Действия в пользу сепаратного мира осуществлялись по двум направлениям: индустриально-финансовому и династически-дипломатическому.

Начнем с первого. В начале июня 1915 г. в Стокгольме объявился директор «Дойче банка» Монкевиц. Он встретился с российским промышленником, «одним богатым русско-польским евреем» со связями в Берлине (видимо, Манусом). Через последнего Монкевиц довел до сведения русского посла свое пожелание, «чтобы два человека могли как можно скорее тайно встретиться в Москве или Копенгагене; при этом немецкую сторону будет представлять либо Бодельсон[2], либо Варбург[3], а русскую – видный финансист…» (фамилия отсутствует); целью этой встречи будут частные переговоры о мире «без ведома официальной дипломатии обеих стран». Русский посол тут же доложил об этой встрече тогдашнему министру иностранных дел Сазонову, добавив от себя, что речь идет о «прямом предложении» сепаратного мира и что это предложение достаточно серьезно, потому что «директор «Дойче банка» Монкевиц действовал явно не от своего лица». Фамилии «российского промышленника» и «видного финансиста» так и остались неизвестными, но не вызывает сомнений, что эти люди принадлежали к промышленным и финансовым кругам, которые до войны контролировались германским капиталом.

Сазонов относился к идее сепаратного мира резко отрицательно. Однако не прошло и года, как проект Монкевица оказался близким к осуществлению. В конце марта 1916 г. в доме германского посла в Стокгольме фон Люциуса состоялась беседа между Стиннесом и японским послом. Стиннес предложил, чтобы «влиятельные представители России, Японии и Германии встретились для обмена мнениями об условиях мирного договора». Стиннес, глава немецкого электротехнического треста, был тесно связан с Россией благодаря филиалам своего треста и Международному банку А.И. Вышнеградского.

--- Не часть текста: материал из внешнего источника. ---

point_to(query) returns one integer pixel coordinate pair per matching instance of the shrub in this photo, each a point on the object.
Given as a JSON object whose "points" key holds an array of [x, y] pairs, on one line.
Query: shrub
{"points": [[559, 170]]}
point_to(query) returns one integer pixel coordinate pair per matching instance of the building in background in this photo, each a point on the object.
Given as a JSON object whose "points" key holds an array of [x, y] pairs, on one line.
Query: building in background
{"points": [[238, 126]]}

А затем в Стокгольме состоялась якобы случайная встреча немецкого банкира Варбурга и члена возвращавшейся из Лондона российской «парламентской делегации», заместителя председателя Думы Протопопова. Кроме того, Протопопов был председателем Совета металлообрабатывающей промышленности, которая контролировалась банками, зависевшими от германских синдикатов. С Протопоповым был «видный финансист» и нефтяной король Поляк, а также шведский банкир Ашберг. Варбург пытался убедить собеседников, что Англия всегда обманывала своих союзников, делает это и сейчас и в одиночку пользуется преимуществами войны. Поэтому России выгоднее дружить с Германией. Он подчеркивал «естественность» условий сепаратного мира: Польша будет восстановлена на землях, принадлежащих российской короне, согласно этнографическим границам; Курляндия перейдет к Германии, а Россия получит взамен Буковину (часть Галиции) и черноморские проливы – конечно, если сумеет отобрать их у турок с помощью военной силы. Красной нитью доводов Варбурга была игра на тщелавии царя: «Англия хочет доминировать и сломить волю русского царя, запрещая ему заключение сепаратного мира»[4]. Если верить Протопопову, на том беседа и закончилась.

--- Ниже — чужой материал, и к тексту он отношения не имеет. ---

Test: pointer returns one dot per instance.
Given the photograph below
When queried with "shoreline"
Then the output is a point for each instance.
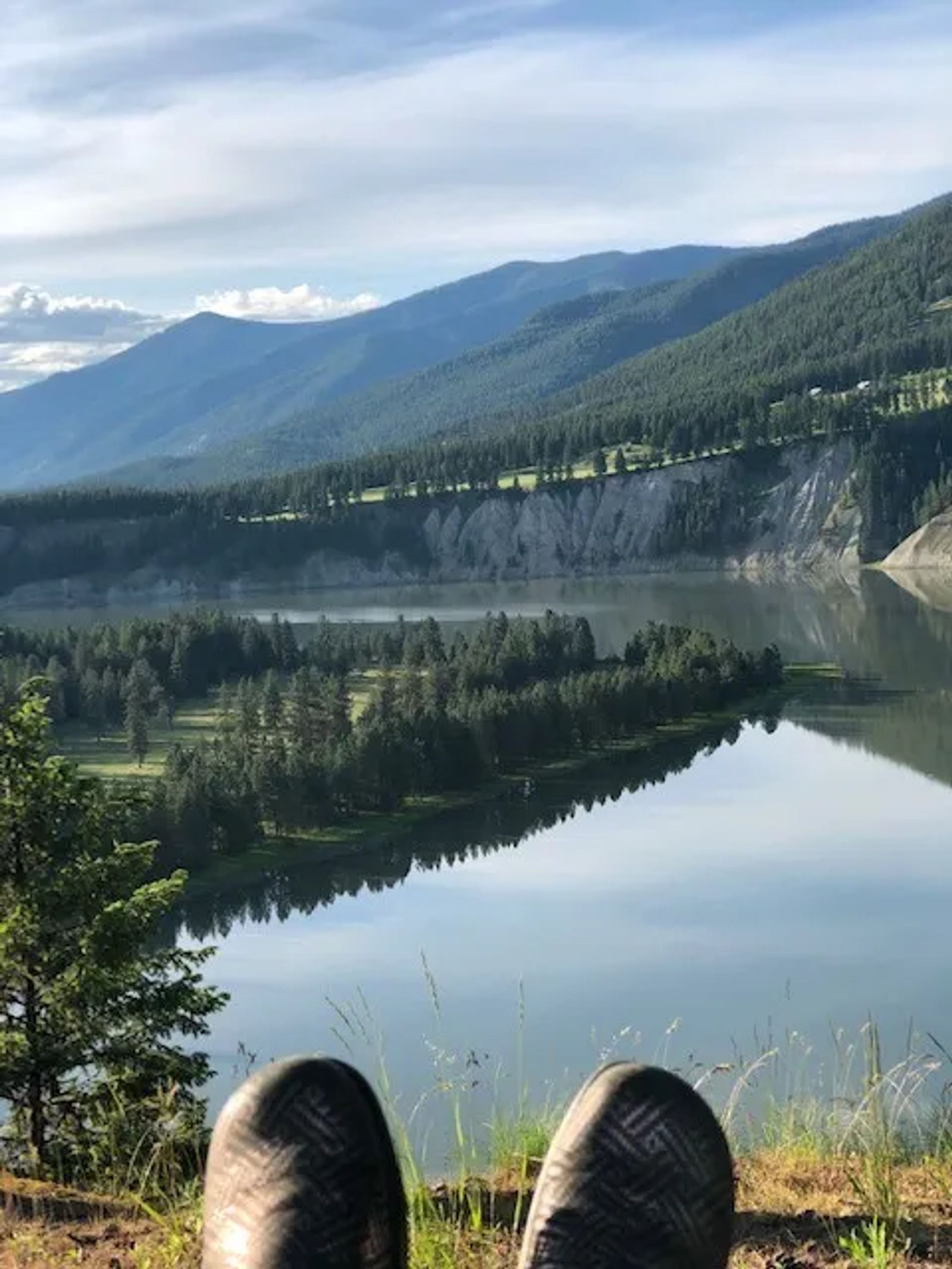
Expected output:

Вернувшись в Петроград, Протопопов рассказал о своей беседе с Варбургом Милюкову и попросил совета, как лучше сообщить об этом царю. Милюков «испугался и сказал, что к этому предложению нужно отнестись всерьез». Он убеждал Протопопова описать царю стокгольмский эпизод как «не имеющий большого значения случай из жизни туриста». Протопопов выслушал совет, но поступил как раз наоборот – «придал ему большое значение и довел до сведения императора». Действительно, в письме Николая II жене от 20 июля 1916 г. содержится туманное упоминание о Протопопове: «Он был за границей с другими членами Думы, рассказал мне много интересного… и очень меня обрадовал».

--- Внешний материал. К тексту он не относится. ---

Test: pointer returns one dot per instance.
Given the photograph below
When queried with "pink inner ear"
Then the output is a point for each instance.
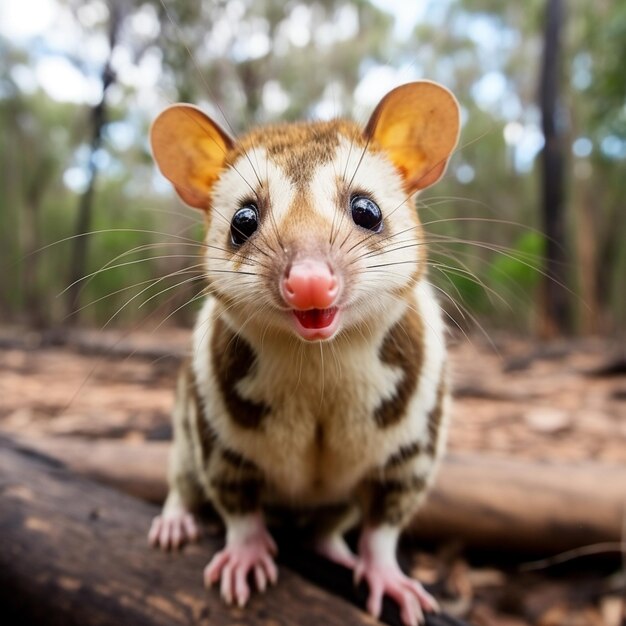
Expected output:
(430, 177)
(196, 200)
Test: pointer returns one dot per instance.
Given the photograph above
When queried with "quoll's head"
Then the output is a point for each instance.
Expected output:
(312, 227)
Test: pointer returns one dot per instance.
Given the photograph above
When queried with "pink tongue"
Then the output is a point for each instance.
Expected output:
(316, 318)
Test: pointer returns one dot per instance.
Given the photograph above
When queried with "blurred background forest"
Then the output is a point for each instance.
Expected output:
(80, 83)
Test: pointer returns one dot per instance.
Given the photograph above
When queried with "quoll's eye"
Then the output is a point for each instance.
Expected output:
(244, 224)
(366, 213)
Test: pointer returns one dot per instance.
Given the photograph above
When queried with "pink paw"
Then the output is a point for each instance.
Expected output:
(173, 530)
(389, 579)
(249, 548)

Беседа с Варбургом стала для Протопопова началом карьеры: вскоре он сделался не только министром, но и фаворитом Распутина и императрицы. Эти последние начали кампанию столь секретную, что в личных письмах называли Протопопова конспиративной кличкой Калинин. Когда они наконец достигли цели, императрица написала мужу: «Благослови тебя Бог за выбор Протопопова – наш Друг говорит, что ты поступил очень мудро, назвав его имя». Протопопов тут же начал переговоры с банкирами, коммерсантами и промышленниками, которые могли способствовать его продвижению наверх. С согласия властей он хотел создать в следующей Думе компактную группу представителей этих кругов, насчитывающую от пятидесяти до восьмидесяти членов. «Центрами их предвыборной кампании станут провинциальные отделения частных банков» (в то время их насчитывалось около тысячи двухсот); некоторые частные банки уже предложили создать фонд избирательной кампании в размере двух миллионов рублей, предназначенный для обеспечения соответствия их ставленников требованиям, предъявляемым к кандидатам[5], и, «возможно, для покупки голосов».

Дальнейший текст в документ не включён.